Neste contexto, o retorno do Fórum à América do Sul não poderia ser mais oportuno. O “subcontinente”, desde o início da década, é o elo fraco do liberalismo. As dificuldades econômicas levaram às sucessivas eleições de Hugo Chávez na Venezuela, Luiz Inácio Lula da Silva no Brasil, Nestor e Cristina Kirchner na Argentina, Evo Morales na Bolívia, Rafael Correa no Equador e Fernando Lugo no Paraguai. Estes, exceto a presidente argentina, encontraram-se hoje (29) em Belém para celebrar a união regional da esquerda sul-americana.
Mais do mesmo
Todos abriram mão do Fórum Econômico Mundial, que reúne em Davos, na Suíça, os donos de transnacionais e grandes banqueiros do mundo. Mas existe por trás dessa atitude uma proposta alternativa, uma saída para a crise que, a bem da verdade, já causa estragos na América do Sul?
“O problema é que não é comprovado que estes chefes de Estado oferecem uma real alternativa ao modelo econômico vigente”, diz Ariovaldo Umbelino, geógrafo da Universidade de São Paulo. “Na divisão internacional do trabalho, o Brasil e a maioria dos países da região continuam a se contentar com o status de fornecedores de matérias-primas, metais, alimentos ou energia para as potências tradicionais. Como a pressão para baixar os preços é constante, a maioria da população é condenada à pobreza”.

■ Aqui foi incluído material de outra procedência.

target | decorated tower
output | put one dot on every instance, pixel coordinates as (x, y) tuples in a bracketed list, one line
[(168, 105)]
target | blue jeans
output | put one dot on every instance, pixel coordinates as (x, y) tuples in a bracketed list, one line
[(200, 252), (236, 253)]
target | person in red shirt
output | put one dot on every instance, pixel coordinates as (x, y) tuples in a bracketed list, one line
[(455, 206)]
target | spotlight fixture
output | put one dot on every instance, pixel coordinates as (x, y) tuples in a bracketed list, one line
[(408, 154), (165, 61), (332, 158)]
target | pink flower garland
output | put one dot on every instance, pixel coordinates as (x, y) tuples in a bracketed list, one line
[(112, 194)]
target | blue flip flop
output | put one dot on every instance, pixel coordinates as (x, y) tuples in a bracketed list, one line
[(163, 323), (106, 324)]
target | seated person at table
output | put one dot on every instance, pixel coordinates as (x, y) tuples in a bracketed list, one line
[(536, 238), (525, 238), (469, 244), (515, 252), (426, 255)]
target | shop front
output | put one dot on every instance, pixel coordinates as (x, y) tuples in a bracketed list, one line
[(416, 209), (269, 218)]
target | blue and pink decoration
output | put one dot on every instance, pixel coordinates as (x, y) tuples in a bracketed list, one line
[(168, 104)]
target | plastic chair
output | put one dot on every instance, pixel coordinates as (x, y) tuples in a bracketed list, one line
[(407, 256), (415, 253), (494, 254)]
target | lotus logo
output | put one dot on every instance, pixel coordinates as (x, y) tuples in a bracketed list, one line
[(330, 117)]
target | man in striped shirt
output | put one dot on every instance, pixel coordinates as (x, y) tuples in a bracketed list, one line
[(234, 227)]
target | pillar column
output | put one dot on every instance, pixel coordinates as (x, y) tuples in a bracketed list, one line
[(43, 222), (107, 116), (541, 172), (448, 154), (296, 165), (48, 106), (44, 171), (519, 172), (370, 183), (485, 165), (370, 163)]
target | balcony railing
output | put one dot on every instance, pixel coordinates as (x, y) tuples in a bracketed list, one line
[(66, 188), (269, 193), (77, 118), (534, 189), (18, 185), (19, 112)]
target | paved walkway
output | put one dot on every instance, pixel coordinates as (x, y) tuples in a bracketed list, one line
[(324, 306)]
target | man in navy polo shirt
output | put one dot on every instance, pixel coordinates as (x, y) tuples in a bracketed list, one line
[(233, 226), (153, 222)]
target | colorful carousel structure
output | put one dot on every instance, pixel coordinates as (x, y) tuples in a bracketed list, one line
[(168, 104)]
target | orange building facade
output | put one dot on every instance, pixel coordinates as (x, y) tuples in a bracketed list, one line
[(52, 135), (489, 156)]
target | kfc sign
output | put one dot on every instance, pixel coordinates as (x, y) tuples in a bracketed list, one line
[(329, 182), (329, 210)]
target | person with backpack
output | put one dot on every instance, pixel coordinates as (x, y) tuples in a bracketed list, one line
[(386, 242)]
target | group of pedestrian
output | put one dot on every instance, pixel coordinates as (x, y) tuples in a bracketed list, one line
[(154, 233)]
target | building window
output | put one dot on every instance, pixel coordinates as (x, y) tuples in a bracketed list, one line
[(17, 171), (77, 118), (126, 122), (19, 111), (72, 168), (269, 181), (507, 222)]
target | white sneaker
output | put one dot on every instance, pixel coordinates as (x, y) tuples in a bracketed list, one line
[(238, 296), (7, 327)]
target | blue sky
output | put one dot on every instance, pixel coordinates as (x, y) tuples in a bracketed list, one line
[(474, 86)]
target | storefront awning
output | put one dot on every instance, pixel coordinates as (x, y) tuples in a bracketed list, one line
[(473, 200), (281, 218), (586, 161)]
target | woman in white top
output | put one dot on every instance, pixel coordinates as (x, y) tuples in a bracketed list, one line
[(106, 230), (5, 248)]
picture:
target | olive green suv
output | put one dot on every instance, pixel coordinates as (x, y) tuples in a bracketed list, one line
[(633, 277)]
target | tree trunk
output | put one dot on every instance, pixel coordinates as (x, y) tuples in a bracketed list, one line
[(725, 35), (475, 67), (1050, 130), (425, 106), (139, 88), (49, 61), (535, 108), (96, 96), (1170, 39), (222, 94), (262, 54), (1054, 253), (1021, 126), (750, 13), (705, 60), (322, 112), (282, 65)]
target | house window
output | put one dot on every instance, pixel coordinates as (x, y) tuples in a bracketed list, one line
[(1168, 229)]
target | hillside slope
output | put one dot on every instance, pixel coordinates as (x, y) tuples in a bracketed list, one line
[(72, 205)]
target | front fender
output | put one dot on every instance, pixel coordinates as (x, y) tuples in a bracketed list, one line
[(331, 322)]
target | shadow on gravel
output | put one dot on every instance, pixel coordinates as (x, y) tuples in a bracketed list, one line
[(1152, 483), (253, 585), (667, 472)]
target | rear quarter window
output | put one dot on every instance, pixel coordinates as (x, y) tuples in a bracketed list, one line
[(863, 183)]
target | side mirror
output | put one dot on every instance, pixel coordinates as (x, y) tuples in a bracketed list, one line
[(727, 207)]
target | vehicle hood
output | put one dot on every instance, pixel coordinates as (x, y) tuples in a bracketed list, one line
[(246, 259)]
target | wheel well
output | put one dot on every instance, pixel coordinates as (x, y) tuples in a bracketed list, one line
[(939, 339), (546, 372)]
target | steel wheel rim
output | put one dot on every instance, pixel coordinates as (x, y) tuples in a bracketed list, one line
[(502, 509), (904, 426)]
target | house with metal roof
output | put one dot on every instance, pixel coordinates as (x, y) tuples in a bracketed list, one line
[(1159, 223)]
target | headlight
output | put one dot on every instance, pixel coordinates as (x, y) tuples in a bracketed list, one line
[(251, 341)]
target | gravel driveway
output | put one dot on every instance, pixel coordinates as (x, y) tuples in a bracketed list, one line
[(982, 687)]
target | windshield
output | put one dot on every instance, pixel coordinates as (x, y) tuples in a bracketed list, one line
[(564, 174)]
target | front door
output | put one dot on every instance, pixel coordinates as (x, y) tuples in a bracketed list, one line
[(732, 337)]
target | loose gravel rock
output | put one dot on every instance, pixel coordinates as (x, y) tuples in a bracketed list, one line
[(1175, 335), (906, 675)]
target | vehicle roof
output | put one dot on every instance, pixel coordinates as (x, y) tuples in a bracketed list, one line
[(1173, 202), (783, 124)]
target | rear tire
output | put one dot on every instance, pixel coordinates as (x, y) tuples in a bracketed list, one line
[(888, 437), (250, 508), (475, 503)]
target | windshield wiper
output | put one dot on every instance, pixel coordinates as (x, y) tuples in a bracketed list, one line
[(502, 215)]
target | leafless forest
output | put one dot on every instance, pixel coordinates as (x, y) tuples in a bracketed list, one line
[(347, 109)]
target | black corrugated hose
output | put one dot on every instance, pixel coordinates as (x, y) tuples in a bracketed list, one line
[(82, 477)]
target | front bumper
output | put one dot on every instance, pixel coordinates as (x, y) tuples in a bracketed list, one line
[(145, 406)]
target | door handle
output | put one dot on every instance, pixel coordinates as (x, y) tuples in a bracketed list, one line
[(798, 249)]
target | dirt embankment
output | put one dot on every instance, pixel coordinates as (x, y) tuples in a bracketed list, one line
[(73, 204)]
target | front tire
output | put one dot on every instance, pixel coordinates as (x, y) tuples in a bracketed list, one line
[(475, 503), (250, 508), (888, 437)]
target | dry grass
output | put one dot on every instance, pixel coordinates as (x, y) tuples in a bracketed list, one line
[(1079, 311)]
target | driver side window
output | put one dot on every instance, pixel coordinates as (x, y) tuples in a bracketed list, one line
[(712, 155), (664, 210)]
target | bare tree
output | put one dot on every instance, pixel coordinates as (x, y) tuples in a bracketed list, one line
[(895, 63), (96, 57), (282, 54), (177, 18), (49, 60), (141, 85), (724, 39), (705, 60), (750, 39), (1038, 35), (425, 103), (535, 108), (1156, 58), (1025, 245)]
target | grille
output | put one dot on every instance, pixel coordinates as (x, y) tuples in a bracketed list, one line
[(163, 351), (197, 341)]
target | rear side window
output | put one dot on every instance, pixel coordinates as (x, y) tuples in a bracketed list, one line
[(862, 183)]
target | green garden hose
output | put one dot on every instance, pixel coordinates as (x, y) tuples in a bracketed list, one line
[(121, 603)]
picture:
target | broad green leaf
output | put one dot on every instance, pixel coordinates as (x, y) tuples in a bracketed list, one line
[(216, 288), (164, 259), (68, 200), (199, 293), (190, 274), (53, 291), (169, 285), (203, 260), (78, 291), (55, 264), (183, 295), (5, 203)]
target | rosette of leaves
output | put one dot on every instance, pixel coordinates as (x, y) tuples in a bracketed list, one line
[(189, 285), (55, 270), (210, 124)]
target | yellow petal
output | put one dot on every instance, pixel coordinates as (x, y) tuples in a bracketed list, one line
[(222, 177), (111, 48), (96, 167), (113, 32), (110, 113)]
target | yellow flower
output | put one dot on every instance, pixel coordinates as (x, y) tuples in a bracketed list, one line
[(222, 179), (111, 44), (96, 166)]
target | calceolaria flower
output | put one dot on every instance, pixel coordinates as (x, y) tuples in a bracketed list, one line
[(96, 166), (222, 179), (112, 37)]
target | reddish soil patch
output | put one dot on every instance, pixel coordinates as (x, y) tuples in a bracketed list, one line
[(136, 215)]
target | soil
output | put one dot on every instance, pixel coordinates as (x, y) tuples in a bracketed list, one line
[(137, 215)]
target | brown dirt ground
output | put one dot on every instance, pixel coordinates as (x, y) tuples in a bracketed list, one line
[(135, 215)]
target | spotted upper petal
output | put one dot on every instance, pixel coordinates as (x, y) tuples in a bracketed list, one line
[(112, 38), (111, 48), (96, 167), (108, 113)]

Para reduzir os efeitos da crise em suas economias, chefes de Estado latino-americanos têm lançado grandes planos de investimento de inspiração tipicamente keynesiana. No Brasil, é o papel do PAC (Programa de Aceleração do Crescimento): construção de pontes, estradas, barragens, minas e plataformas petrolíferas. Na Amazônia, as populações locais receberam estes anúncios com pavor.
Emmanuel Wambergue, um agrônomo francês instalado no Brasil desde 1975, resume esse sentimento: “Quando cheguei na região, os militares estavam no poder. Agora, é a democracia. Mas, para todos os governos, a percepção da Amazônia não mudou. Interessam só a energia e as riquezas minerais”.
No campo, o governo claramente decidiu beneficiar o agronegócio, apresentado como a principal fonte de bens de exportação e, portanto, de empregos, divisas e receitas fiscais.
Na Venezuela, a economia depende exclusivamente do petróleo. Antes explorado somente para a riqueza de alguns, hoje a mesma estratégia econômica é usada em nome do povo. “A novidade é que vários governos de esquerda e os partidos políticos que os apóiam, como o PT (Partido dos Trabalhadores), estão convencidos de que ajudar os grandes grupos nacionais é o único caminho para o desenvolvimento” acrescenta Ariovaldo Umbelino.
Para compensar a desigualdade, eles montam sistemas de distribuição de renda, como o Bolsa Família no Brasil, o Plan Jefe y Jefa na Argentina, as missões na Venezuela. “Mas isso não constitui alternativa nenhuma ao modelo vigente”, conclui Umbelino.
Para o Fórum Social Mundial, o desafio é aproveitar a presença de grandes nomes como Lula e Chávez, sem deixá-los capitalizar todas as atenções. Os últimos anos provaram que eles mudaram a política, mas deixaram intactas as estruturas econômicas que tanto criticavam.
Vale se defende
Procurada para comentar as críticas, a Vale alegou ser a empresa que mais investe no Pará. Disse que ainda não dispõe de dados fechados de 2008, mas que no terceiro trimestre do ano, investiu US$ 1,453 bilhão no estado, um aumento de 49% em relação ao mesmo período de 2007. Afirma ainda que aplicou R$ 16,5 milhões em projetos sociais e ambientais em Parauapebas, que beneficiaram 25 mil pessoas.
Mais especificamente sobre a questão ambiental, a empresa diz que desde o início das operações na região, em 1984, conseguiu preservar 1,2 milhão de hectares de floresta nativa do chamado mosaico de Carajás, em parceria com o Ibama (Instituto Brasileiro do Meio Ambiente e dos Recursos Naturais Renováveis).